# Know any gun stock makers?



## CScallmaker (Jan 11, 2013)

Hey guys I was wondering if there were any gunstock makers here on this site or if anyone knew any...I was seeing if they had scraps that don't use that I could have to make some duck calls out of...if anybody does maybe we can do some trading or work out a price


----------



## JOAT (Apr 9, 2010)

Nope, but I betcha any cabinet shop or similar, would have scraps they are willing to get rid of. But if it was me, I'd check craigslist; tons of free wood, scraps, or trees, yours for the hauling.


----------



## seahawk65 (Oct 9, 2012)

You don't say where you are located, but I know a guy here in Iowa that builds gun stocks, mostly for old flintlock rifles. I don't know if he has any scraps or would want to mess with the time to send them away? If you are interested, let me know and I will talk to him.


----------



## CScallmaker (Jan 11, 2013)

seahawk65 said:


> You don't say where you are located, but I know a guy here in Iowa that builds gun stocks, mostly for old flintlock rifles. I don't know if he has any scraps or would want to mess with the time to send them away? If you are interested, let me know and I will talk to him.

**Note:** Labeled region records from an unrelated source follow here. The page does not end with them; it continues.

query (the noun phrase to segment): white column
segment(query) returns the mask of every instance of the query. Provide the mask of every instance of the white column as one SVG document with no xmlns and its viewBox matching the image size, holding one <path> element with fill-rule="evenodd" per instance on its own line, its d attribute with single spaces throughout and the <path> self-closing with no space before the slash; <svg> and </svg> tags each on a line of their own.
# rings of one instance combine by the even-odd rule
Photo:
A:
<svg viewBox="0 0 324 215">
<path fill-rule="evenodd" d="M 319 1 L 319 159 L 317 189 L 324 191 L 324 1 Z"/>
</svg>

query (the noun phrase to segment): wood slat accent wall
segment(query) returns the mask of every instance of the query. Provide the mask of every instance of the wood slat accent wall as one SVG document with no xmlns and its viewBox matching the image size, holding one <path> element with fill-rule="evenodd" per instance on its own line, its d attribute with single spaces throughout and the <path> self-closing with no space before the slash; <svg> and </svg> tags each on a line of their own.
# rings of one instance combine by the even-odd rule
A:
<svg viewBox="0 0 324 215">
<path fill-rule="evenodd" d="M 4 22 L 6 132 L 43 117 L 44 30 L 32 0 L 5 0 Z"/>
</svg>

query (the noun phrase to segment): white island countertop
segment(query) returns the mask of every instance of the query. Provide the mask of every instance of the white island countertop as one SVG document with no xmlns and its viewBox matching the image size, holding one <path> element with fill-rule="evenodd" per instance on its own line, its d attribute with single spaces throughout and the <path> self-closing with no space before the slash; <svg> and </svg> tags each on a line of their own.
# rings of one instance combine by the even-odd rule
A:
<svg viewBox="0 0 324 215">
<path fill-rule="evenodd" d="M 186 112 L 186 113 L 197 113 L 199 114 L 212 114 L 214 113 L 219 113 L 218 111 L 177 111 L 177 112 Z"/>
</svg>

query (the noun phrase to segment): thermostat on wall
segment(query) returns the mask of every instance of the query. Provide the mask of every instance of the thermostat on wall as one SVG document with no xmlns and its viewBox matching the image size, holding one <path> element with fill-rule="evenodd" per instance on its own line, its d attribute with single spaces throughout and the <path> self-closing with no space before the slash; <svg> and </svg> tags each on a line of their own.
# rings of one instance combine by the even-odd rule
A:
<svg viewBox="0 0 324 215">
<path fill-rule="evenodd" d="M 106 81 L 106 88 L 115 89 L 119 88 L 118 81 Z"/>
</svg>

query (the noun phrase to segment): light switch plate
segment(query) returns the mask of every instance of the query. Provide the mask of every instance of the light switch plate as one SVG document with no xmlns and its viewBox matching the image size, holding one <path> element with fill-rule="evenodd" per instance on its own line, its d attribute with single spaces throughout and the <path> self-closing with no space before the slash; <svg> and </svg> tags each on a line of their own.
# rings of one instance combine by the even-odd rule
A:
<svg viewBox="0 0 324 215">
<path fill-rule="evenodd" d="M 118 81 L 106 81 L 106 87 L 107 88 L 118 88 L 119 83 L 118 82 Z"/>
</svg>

Yea I would be interested...I'm located in Mississippi and I'd pay shipping and stuff if he would like


----------



## seahawk65 (Oct 9, 2012)

I will talk to him and let you know...


----------



## CScallmaker (Jan 11, 2013)

seahawk65 said:


> I will talk to him and let you know...


Sounds good thanks man


----------



## Sawdust Don (Nov 1, 2012)

I tried to get to this sooner.

This fellow "nice guy" does supply gun stock blanks of the highest quality. And, does have small pieces at what I think are at reasonable prices.
Along with many other fine woods.
I take my wife there, she goes crazy over the woods, and buys the best he has.
Keeps me busy for sure.

Jensen Hardwoods


----------